Asahi - Tokyo - 10/6/98

By AMY SHIRATORI

The nation's economy is expected to contract 1.8 percent this fiscal year, posting the largest ever year-to-year drop in the gross
domestic product, the Economic Planning Agency said this morning.

The prediction, endorsed by the Cabinet, is in sharp contrast to the government's earlier forecast that the economy would expand by
1.9 percent. That expectation was based on the assumption that domestic demand would recover from last year's government
deflationary policies.

EPA officials said the revision for the current fiscal year ending in March 1999 reflects deteriorating consumer and corporate
spending, shrinking exports to Asia and slower growth in the United States and Europe.

The revision in the official growth estimate is the first for the government since 1982.

Economists said the revision has serious implications because many pension funds are operating on the assumption that there
would be economic expansion. An economic contraction forces funds to miss their own expected targets and worsen the nation's
debt problems.

"The government might revise the growth forecast again after it evaluates the effects of the government's 16.65-trillion-yen stimulus
package announced in April," an EPA official said. The government is currently considering the details of the package.

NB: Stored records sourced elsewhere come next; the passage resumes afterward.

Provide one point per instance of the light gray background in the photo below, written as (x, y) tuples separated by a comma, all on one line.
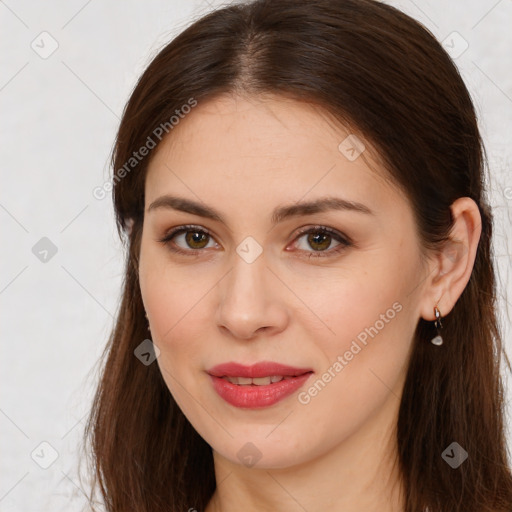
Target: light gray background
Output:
[(59, 116)]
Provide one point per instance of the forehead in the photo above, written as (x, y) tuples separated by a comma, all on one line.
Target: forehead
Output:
[(263, 149)]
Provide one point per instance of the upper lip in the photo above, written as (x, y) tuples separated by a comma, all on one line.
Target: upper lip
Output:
[(261, 369)]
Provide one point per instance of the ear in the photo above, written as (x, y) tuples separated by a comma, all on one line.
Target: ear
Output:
[(451, 269)]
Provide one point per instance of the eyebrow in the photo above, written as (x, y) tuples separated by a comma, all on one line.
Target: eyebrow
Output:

The official said the revision is based on the assumption that no more major financial institutions will collapse, the global financial
markets will not destabilize and the yen will remain at its current two-month average of 142 yen to the dollar.

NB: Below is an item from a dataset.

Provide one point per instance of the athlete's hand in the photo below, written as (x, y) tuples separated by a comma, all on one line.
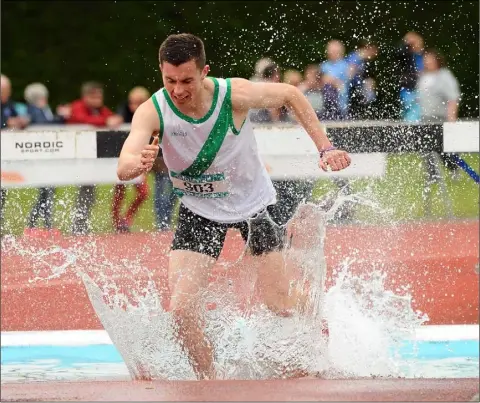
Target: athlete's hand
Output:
[(149, 154), (336, 160)]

The forecast suggests Japan will see its second straight year of economic contraction--the first two-year contraction in the postwar
period--following minus 0.7 percent growth in fiscal 1997.

The agency said weak domestic demand contributes minus 2.4 percentage points to the projected 1.8 percent contraction,
including minus 0.5 point from a slowdown in consumer spending, minus 0.5 point from fewer housing investments and minus 1.8
points for slower corporate capital spending.

External demand adds 0.6 percent to the figure, while government outlays contribute 0.6 point.

The agency forecasts personal consumption will slide an inflation-adjusted 0.9 percent instead of the initially projected 2.5 percent
gain.

Corporate capital spending will likely shrink an inflation-adjusted 10.1 percent--the biggest fall since fiscal 1993 when it fell 10.4
percent.

Production at mines and factories are expected to tumble 7.3 percent instead of the initially projected 1.8 percent rise.

The EPA forecast of exports of goods and services is expected to fall 1.9 percent in real terms instead of the initially projected 6.9
percent rise and imports will slide 7.7 percent in real terms instead of the initially projected 8.0 percent increase.

The surplus in goods and services trade will be 16.6 trillion yen, up from the initially projected 12.4 trillion yen, the agency said.